In de loop der jaren heb ik al in een aantal mooie zalen mogen optreden, zoals de Vooruit, de Handelsbeurs of de Stadsschouwburg in Antwerpen. Voor iemand die geen noot muziek kan lezen en het moet doen zonder manager of booker, vind ik dat toch mooie verwezenlijkingen. Daarnaast kan ik ook ontroerd worden als iemand mij komt vertellen dat mijn nummers iets speciaals voor hem of haar betekenen. Dan ben ik soms oprecht verbaasd en denk ik: ‘Verdorie, er bestaan mensen die écht naar mijn muziek luisteren!’
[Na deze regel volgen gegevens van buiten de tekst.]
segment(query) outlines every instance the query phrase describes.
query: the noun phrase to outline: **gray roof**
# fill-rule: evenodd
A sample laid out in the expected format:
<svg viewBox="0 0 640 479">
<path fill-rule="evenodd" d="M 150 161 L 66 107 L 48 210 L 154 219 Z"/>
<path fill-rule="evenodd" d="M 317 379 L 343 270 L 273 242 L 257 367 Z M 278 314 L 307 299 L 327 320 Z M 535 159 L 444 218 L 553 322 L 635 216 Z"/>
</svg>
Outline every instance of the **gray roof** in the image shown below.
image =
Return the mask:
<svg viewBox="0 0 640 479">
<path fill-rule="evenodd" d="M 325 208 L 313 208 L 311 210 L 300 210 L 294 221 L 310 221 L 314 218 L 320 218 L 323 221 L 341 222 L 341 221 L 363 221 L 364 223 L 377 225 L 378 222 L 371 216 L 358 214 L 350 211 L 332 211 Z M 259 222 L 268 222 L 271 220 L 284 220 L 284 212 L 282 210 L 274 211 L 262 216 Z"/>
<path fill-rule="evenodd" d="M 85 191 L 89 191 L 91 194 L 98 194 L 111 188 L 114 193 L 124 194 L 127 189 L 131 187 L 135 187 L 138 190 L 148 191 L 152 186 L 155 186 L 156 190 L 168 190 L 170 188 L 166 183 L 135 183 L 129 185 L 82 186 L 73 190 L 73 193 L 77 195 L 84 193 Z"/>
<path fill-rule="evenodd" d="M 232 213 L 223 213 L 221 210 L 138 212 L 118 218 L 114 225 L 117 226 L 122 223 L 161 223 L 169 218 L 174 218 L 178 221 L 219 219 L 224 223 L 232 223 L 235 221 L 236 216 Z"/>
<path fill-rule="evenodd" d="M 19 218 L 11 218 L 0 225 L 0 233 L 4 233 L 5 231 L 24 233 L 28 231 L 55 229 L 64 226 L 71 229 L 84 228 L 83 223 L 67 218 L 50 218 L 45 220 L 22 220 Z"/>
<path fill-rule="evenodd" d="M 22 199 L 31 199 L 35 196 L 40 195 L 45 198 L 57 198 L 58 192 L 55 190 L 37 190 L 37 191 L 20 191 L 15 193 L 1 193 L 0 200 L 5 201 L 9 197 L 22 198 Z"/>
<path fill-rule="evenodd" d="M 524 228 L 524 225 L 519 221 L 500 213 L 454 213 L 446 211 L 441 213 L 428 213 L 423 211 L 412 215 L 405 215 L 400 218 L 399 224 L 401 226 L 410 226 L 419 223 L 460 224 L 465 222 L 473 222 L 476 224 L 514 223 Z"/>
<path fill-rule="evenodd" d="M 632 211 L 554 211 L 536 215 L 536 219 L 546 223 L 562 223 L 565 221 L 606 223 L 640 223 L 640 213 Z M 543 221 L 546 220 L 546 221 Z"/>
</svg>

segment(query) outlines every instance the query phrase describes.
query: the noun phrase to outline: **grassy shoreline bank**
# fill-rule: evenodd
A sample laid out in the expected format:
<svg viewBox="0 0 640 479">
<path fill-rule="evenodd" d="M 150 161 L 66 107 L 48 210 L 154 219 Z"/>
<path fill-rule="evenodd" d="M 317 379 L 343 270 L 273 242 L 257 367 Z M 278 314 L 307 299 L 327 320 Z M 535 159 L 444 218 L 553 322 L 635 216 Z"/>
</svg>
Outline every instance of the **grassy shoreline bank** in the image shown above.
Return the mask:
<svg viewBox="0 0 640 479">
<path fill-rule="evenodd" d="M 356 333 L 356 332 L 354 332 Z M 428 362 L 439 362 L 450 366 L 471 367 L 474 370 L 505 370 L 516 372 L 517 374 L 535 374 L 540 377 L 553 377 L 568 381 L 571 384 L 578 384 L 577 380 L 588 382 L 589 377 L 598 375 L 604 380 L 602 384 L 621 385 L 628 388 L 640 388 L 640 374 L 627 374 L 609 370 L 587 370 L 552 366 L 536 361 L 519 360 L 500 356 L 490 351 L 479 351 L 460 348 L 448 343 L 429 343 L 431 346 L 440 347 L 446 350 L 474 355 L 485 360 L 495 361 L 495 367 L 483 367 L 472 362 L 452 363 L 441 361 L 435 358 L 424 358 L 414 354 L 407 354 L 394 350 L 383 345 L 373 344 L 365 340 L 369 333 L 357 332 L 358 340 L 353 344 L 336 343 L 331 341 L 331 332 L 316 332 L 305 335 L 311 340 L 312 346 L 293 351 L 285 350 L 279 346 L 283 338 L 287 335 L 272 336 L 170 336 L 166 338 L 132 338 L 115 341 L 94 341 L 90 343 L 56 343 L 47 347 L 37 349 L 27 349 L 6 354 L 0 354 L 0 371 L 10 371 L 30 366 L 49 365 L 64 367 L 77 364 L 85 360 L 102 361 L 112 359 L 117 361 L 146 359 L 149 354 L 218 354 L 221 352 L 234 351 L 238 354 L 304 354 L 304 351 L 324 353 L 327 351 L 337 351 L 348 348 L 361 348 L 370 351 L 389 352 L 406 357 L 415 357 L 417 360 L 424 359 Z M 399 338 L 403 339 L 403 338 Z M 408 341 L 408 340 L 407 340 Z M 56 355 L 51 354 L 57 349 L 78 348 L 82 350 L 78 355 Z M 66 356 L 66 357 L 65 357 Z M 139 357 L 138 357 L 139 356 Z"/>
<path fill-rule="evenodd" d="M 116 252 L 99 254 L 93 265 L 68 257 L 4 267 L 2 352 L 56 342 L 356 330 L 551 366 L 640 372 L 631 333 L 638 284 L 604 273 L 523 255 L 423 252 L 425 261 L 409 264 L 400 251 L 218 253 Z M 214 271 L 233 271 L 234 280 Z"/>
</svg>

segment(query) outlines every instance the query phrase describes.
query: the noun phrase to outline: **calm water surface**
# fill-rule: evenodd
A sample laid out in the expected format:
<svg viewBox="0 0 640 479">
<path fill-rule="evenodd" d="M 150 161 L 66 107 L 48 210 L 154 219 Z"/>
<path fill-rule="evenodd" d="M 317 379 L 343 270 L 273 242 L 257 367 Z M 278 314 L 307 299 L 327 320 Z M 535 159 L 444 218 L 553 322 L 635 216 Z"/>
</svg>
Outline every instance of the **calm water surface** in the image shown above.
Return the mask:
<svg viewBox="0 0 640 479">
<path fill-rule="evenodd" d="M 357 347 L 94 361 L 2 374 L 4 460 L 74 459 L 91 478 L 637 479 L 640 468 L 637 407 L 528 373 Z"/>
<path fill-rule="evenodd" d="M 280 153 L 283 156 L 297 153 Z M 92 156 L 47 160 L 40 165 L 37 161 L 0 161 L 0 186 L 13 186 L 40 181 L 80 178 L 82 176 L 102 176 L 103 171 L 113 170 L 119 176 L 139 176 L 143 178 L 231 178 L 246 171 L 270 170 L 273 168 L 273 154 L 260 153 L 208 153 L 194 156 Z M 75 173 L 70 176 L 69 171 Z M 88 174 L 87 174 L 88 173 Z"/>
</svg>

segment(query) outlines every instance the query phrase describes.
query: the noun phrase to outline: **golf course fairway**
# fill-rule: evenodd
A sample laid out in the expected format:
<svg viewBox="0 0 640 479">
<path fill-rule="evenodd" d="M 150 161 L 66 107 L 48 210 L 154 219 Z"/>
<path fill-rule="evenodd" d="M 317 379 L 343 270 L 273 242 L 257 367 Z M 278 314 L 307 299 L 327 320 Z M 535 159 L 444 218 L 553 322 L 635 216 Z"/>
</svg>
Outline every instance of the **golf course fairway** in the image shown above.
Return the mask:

Als je moet optreden, wat doe je de vijf minuten daarvoor?
Ik heb altijd schrik dat er niemand komt opdagen – dat is al één keer voorgevallen, dus compleet ongegrond is die angst niet. Meestal ijsbeer ik dan wat in de backstage, check of er al wat volk is en ga veel meer dan nodig naar het toilet. Het liefst van al zou ik gewoon ergens toekomen, opstellen, soundchecken en dan direct beginnen optreden. Dat wachten op mijn beurt vind ik er meestal te veel aan.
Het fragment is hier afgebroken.